王弟フレデリックの城では、愛娘の生誕を祝うパーティーが始まろうとしていた。

国内は勿論、他国からも王族や貴族が続々と到着している。

城の入り口が見える位置に立ち、僕は来客者たちをじっと見つめる。

一度会った人間の名前と顔、話した内容、目を通した経歴は忘れない。

けれど、人間の心は移り変わる。

僕は、それを知っている。

以前は安全だった人間が、今日も安全だとは限らない。


(誰が黒幕だ)


この一連の騒動の首謀者。

数日前から、こちらを弄び、疲弊させ。

その照準は、今日にあわせられている。

すでに、城内は、兵たちによって徹底的に調べさせた。警備の数も、かなり増員してある。

その一方で、城の警備が手薄なところを狙われるかもしれない。

城にはレオンを残し、何かあったときの対応を任せてある。

また、僕の気がこちらに向いている隙に、アリシアに何かがあっては、この世は終わる。

アルティウスを専属で護衛に回らせた。

グレンには、イスターシュでの警備強化を命じてある。

どれが標的がわからない。

準備と、何より、時間差の無い情報共有が重要だ。

その対策に、僕らは通信用耳飾りを装着している。

僕が魔力を込めたこれは、情報の共有を望めば、意志が伝達される仕組みになっている。

これで、互いに連絡を取り合い、情報を共有することが可能だ。

向こうは今日を狙っているが、こちらとて、決着をつけるつもりだ。


(絶対に終わらせる)


僕は来客者たちへと全神経を集中させた。




全ての予定来客者が入場を果たした。

それを確認し、しばらくの後。

フレデリック叔父、その妻のミランダ夫人、ミーシェの三人が姿を現す。

叔父には、何か起きる可能性があることは、すでに説明済みだ。今回の警備配置についても、かなり協力いただいた。

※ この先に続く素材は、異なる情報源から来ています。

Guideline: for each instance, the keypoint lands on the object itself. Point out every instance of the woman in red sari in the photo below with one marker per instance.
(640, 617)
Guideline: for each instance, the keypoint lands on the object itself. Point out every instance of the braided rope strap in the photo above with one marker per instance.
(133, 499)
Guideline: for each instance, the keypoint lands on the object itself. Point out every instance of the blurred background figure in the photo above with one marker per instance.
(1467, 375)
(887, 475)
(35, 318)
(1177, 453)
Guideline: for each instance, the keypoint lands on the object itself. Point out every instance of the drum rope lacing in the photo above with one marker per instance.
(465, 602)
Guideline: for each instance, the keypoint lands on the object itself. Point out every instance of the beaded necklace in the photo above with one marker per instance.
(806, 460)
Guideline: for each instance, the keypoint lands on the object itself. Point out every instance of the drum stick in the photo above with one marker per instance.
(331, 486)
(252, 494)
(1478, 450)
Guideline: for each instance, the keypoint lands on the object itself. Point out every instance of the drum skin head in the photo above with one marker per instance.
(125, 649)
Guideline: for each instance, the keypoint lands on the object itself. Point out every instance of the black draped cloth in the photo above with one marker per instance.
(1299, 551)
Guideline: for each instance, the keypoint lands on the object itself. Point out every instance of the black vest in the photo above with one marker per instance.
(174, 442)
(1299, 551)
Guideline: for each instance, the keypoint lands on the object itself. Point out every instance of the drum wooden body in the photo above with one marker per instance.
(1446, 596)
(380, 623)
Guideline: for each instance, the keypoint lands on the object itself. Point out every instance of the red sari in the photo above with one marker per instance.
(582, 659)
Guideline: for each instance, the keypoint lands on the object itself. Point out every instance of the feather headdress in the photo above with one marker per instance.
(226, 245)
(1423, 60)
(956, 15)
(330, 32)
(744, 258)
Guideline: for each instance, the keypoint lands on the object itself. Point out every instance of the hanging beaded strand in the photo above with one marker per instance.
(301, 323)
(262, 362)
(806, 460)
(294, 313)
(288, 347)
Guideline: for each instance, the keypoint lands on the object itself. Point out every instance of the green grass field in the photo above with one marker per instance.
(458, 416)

彼は一瞬、僕に視線を向ける。僕はそれに、小さく頷いて答える

叔父は視線でそれを受け取ると、開会のスピーチを始める。


「本日は、お忙しいところ、娘の誕生パーティーにお集まり頂き、ありがとうございます。こちらが今夜の主役。ミーシェです」


フレデリック叔父から紹介されたミーシェが、壇上から、優雅な礼をする。

誕生を祝う拍手が鳴り響く。

それを笑顔で受け取りながら、


「皆様、ありがとうございます。このようにたくさんの方にお集まり頂けて、とても嬉しいです。どうか、今宵が皆様にとって楽しい時間となりますように」


ミーシェの言葉に、ホール内に、優雅で軽快な音楽が鳴り始める。

パーティーの始まりだ。


ミーシェが白い手袋に覆われた手を伸ばす。

彼女に最も近い位置に控えていた僕は、一礼し、その手を取りった。

そのまま、彼女をダンスホールの中心へとエスコートする。


「いよいよね」

「ああ」


ホールの中心に着き、互いに向き合って、一礼をしあう。

次に、僕らの周りを、他の上級貴族たちが取り囲んだ。

彼らもまた、男女で向き合って、一礼をしあう。

ダンスの始まりは、パーティーの主役や高貴な身分の者が務めるのが決まりだ。

音楽のテンポが変わり、今夜のパーティー最初のダンスが始まった。


くるくる

くるくる


回り、回る。



けれど、僕の瞳は静かに、映る全てを注視する。

料理に何かを混ぜようとする者はいないか。

ダンスの最中に不審な動きをするものはいないか。

動く唇に、不穏を含ませるものはいないか。



くるくる

くるくる


回り、回る。




くるくる

くるくる







『ねえ、兄さん』











――――――声が、聞こえた。















『勝負を始めよう』









(ああ)






気づいた時には、







どおおおおおおんっ




爆発音が鳴り響く。




(そうか)




僕は、理解する。




(全てに納得がいく)




僕を出し抜けるほどの人間なんて、“他には”いない。






それでも。






唯一、僕を出し抜ける可能性であると知っていながら、

それでも、僕は無意識のうちに、ありえないと思っていたんだ。






けれど。





間違いない現実。

おまえこそが、全ての首謀者。







「―――――――リュイ」







どうして。





僕は、血がにじむほどに、拳を握りしめた。